At Benevon we approach asking from a different point of view—that of the donor. Specifically, our focus is on the donor's readiness to be asked. After all, if you are interested in building a lifelong relationship with a donor, why would you rush the process or risk offending a donor by asking too soon? Using this approach, you would never ask a donor for a contribution unless you were certain that they were ready to give.
We call that "donor readiness." By this point in the cycle, the donors would have cultivated themselves through the process so much that they are beginning to wonder why no one has asked them yet to give money to the organization. In that situation, asking becomes nothing more than "nudging the inevitable."
Think about someone involved with your organization right now who you know is ready to give. How do you know that? What signals or cues are they giving you?
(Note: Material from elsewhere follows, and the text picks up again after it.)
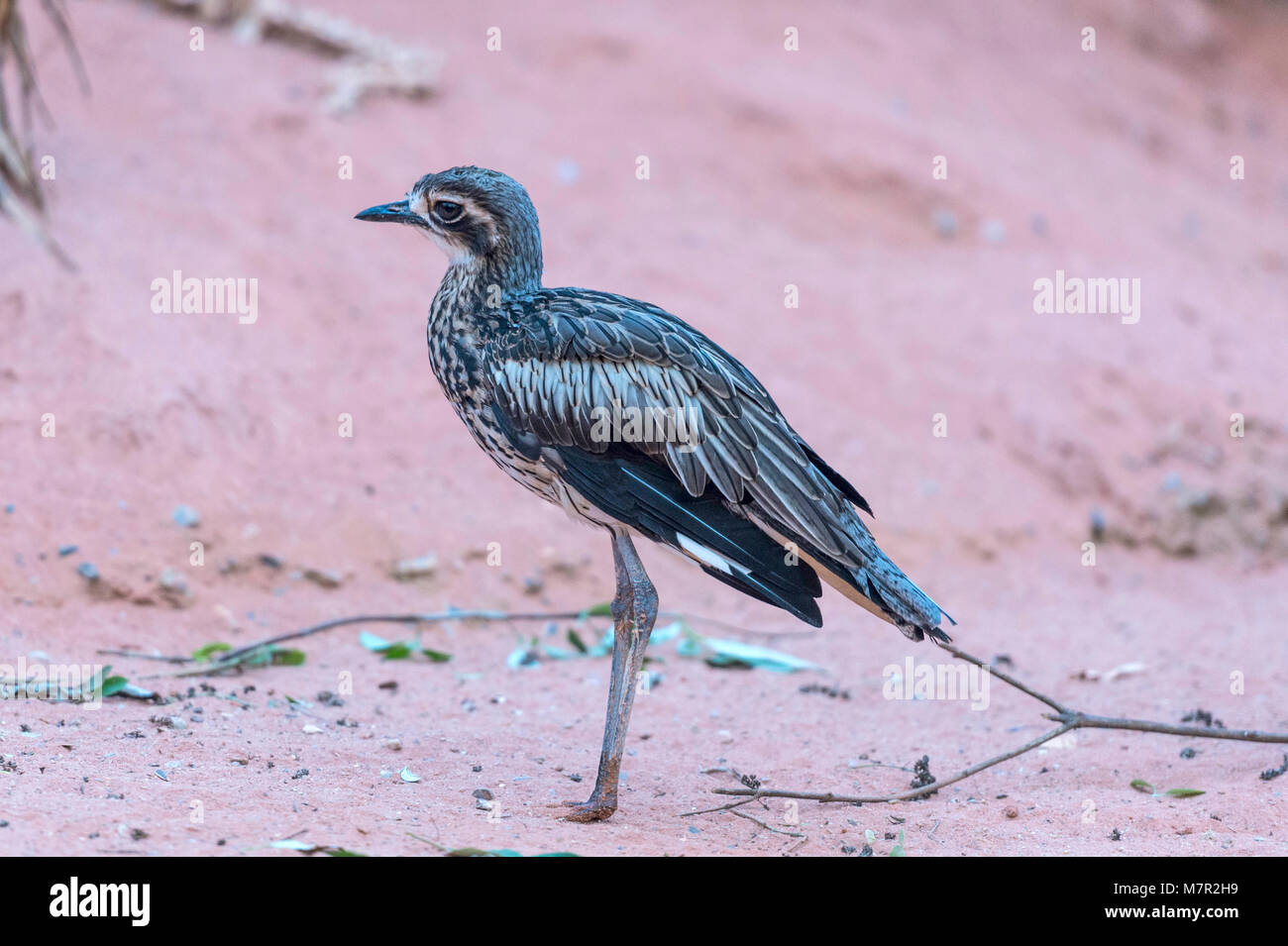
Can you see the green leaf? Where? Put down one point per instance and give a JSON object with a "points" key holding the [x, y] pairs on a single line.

Here are our top ten signs of donor readiness:
1. They ask a lot of questions.
2. They return your phone calls.
3. They bring their friends to your tours of your organization, so they can learn more about your mission.
4. They give you advice.
5. They come to other events and occasions in the life of the organization.
6. They start talking about themselves and your organization as "we."
7. They ask more questions about your fundraising.
8. They ask how else they can help.
9. They “hang around.”
10. They offer to give you money.
In other words, donors let you know in many ways that they are ready to give. They give off cues—cues which you naturally will recognize, if you trust your intuition.